Muy de a poco fue abriendo sus ojos. Sabía que
ni bien cayera en la cuenta de cual era la realidad, preferiría no haber
despertado. Era temprano aún, pero su estómago no paraba de crujir dando claras
muestras de disconformidad. Estaba acostumbrado ya. No recordaba la última
ocasión en la que esa sensación no le carcomiera la mente. Quizás de chico,
cuando la civilización se encontraba al borde de un abismo que desconocía, y
dirigía sus acciones de modo casi automático en pos de un progreso y un
crecimiento tan vacíos como irreales.
De mala gana fue incorporándose en ese
desvencijado asiento trasero de un auto abandonado que hacía las veces del
aposento más cómodo del que había disfrutado en semanas. No recordaba su
nombre, aunque estaba bastante seguro de que era Mariano. O quizás Martín. Lo
que sí no recordaba era la última vez en la que lo había oído de boca de otro,
ya que estaba convencido de que el tiempo que había transcurrido desde la
última vez que había interactuado con un semejante era algo cercano a una
eternidad. Varios años hacía ya que había muerto su mujer, su sostén, como gran
parte del mundo que habitaban.
Sin embargo, su crujir interior era
ciertamente persistente, y lo hizo volver a la realidad. Tenía que ponerse en
marcha, porque quizás algún habitual grupo de bándalos llegaría a su parador, y
se apoderaría de lo único valioso de lo que disponía. Las pocas últimas gotas
de combustible que había logrado recolectar, y que guardaba como el elixir más
preciado en el interior del tanque de su motocicleta eran ese tesoro. Con
desgano, pero con la certeza de que era lo mejor que podía hacer, abandonó ese
galpón y fue dejando atrás ese auto abandonado que le había servido de
albergue.
Hacía ya mucho tiempo que transitaba los
caminos, sin ningún lugar a donde ir. La supervivencia era su única meta, y su
fiel motocicleta y un tentador revolver con una sola bala su única compañía. No
recordaba como había adquirido ninguno de esos instrumentos, y solo estaba
seguro de que había sido al morir Agustina. Después, de paraje en paraje,
consumiendo lo que encontrase y durmiendo donde pudiese reposar sin ser
perturbado, fue transcurriendo sus días. Días que se transformaron en meses, y
meses que fueron años. Con todo esto en su mente, se puso un andrajoso abrigo
que encontró entre un montón de chapas, y emprendió nuevamente su marcha.

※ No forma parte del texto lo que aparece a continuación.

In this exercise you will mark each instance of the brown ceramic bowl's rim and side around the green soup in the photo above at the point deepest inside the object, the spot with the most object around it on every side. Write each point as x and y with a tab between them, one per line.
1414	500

Sabía que hacía mucho tiempo que había dejado
atrás San Nicolás, pero no sabía a ciencia cierta en qué lugar del país se
encontraba. Estaba perdido, pero eso no lo preocupaba demasiado. Sabía que en
realidad lo único que lograba intentando subsistir era retrasar su muerte.
Necesitaba urgentemente más de ese oro negro y líquido que tanto cuidaba, y
estaba seguro de que era prácticamente una utopía. No sabía donde estaba pero
si sabía que era menester encontrarlo, aunque solo pareciese haber desierto en
cada una de las direcciones en las que mirara.
Cada vez estaba más seguro de que no lo lograría,
pero seguía sin asustarse. En el fondo quería terminar todo. Estaba esperando
que el motor se detuviese para marcar el final de su camino, y ese guiño del
destino no se hizo esperar. De ahí en más, el calor y la locura. La inútil
espera y el frío desgarrador contrastaban en la noche. Todos los esfuerzos
durante tantos días eran nulos e insignificantes al lado de lo que vivía en
estos momentos. Días largos e interminables, cada vez más precarios. Y de
repente, la lucidez. En la funda de su moto se encontraba la salvación. Con las
pocas fuerzas que aún no habían abandonado su cuerpo se arrastró hacia allí, para
asir con sus dedos el frío metal del revolver que había olvidado.